I walked into the break room and Stewart grinned at me. Stacy, Bill, and
Pam all looked away, and their impromptu group began immediately and guiltily
dispersing.
I realized that they had been talking about me.
I felt my face redden. I should have been outraged by their intolerance
and homophobia. I should have given an angry speech denouncing their
unenlightened narrow-mindedness. But I felt embarrassed and humiliated, ashamed
that they thought I was homosexual, and I blurted out: “I’m not gay!”
Stewart was still grinning. “You miss David, don’t you?”
This time I said it: “Fuck you.”
His grin grew. “You’d like to, wouldn’t you?”
It was like a school yard argument, the trading of insults by junior
high school students. I knew that intellectually. I understood that. But I was
also a part of it, and emotionally I felt like I was once again a skinny kid on
the playground being picked on by a bigger bully jock.
I took a deep breath, willed myself to remain calm. “This is
harassment,” I said. “I’m going to talk to Mr. Banks about your behavior.”

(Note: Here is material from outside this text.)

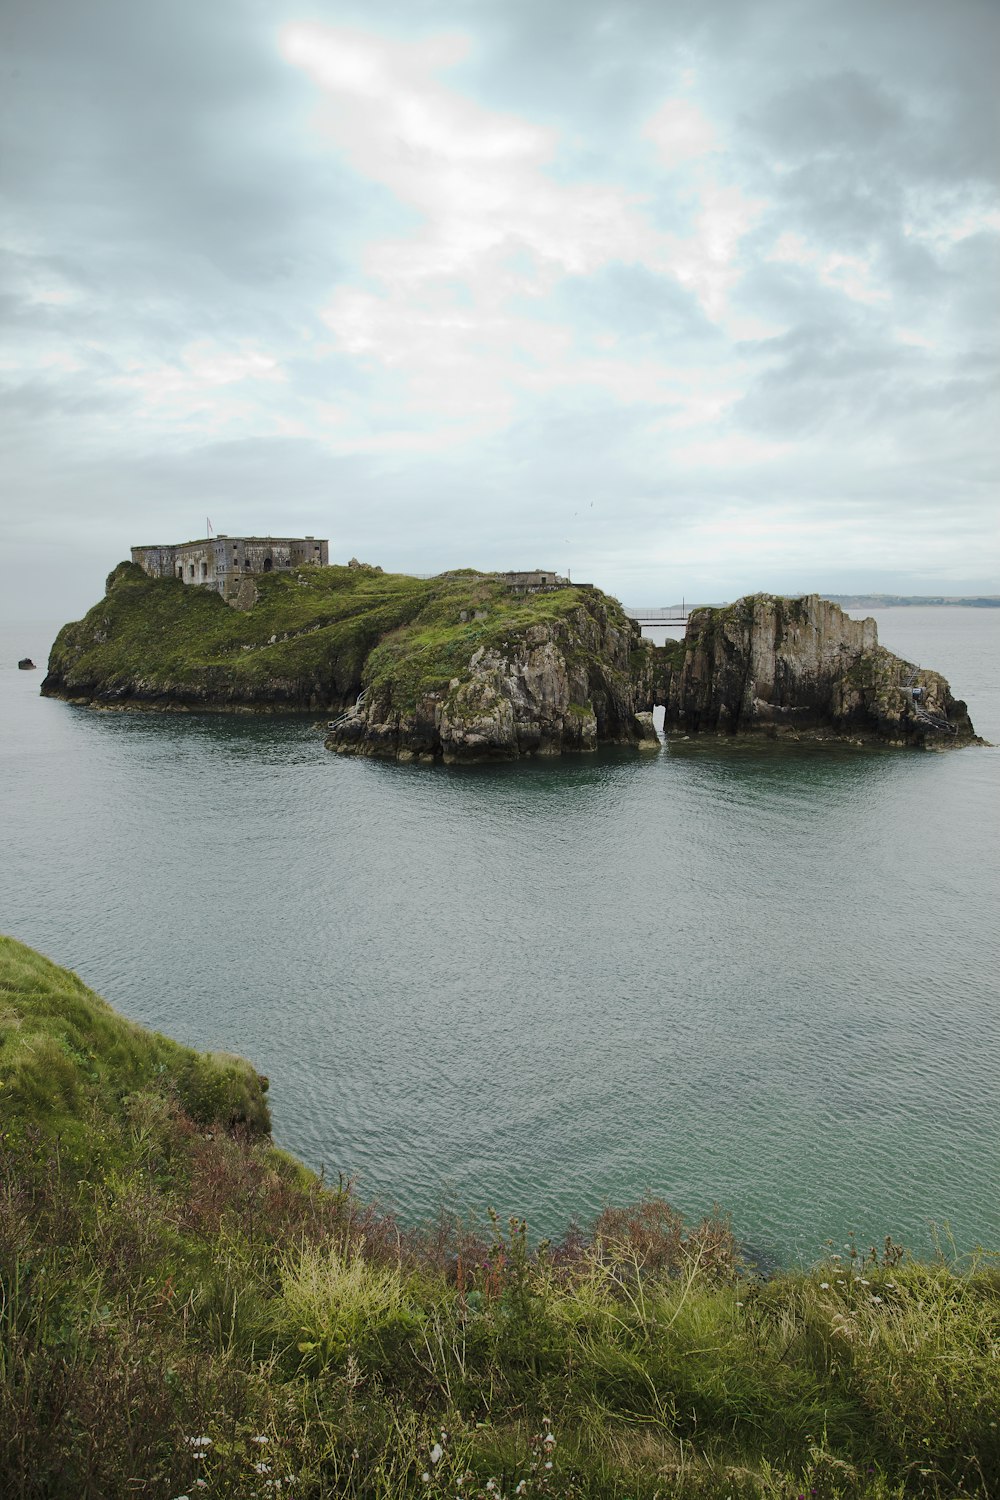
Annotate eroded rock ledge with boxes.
[326,592,659,763]
[658,594,980,747]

“Oooh, you’re going to go tell Mr. Banks on me,” he said in an
exaggeratedly whiny crybaby voice. His voice hardened. “Well, I’m going to make
a report of your insubordination and have you bounced out of this corporation so
fast your head will spin.”
“I don’t give a shit,” I said.
The programmers were not looking at us. They had not left—they wanted
to see what was going to happen—but they were off in other corners of the
room, pretending to look at the selections in the vending machines, flipping
through the pages of the women’s magazines left on the tables.
Stewart smiled at me, and it was a hard smile, a cruel smile, a
triumphant smile. “You’re out of here, Jones. You’re history.”
I watched him walk out of the break room, away from me, down the hall.
There were other people in the corridor, employees from other departments, and I
noticed for the first time that though he was nodding at those he passed, no one
was nodding back, no one was smiling, no one was saying hello, no one was
acknowledging him in any way.
I thought of his spare, impersonal office, and it hit me.
He was Ignored, too!
I watched him turn the corner into his office. It made perfect sense.
The only reason he was noticed at all was because he was a supervisor. It was
only his position of power that kept him from fading into the woodwork
completely. The programmers and secretaries paid attention to him because they
had to, because it was part of their job, because he was above them in the
corporate hierarchy. Banks paid attention to him because Banks was responsible
for the whole division and had to keep close tabs on what everyone was doing,
particularly the department heads.
But no one else was aware of his existence.
Maybe that was why Stewart disliked me so much. He saw in me the things
he hated most about himself. Odds were that he didn’t even know he was Ignored.
He was sheltered by his position and probably wasn’t aware of the fact that no
one outside of our department paid any attention to him at all.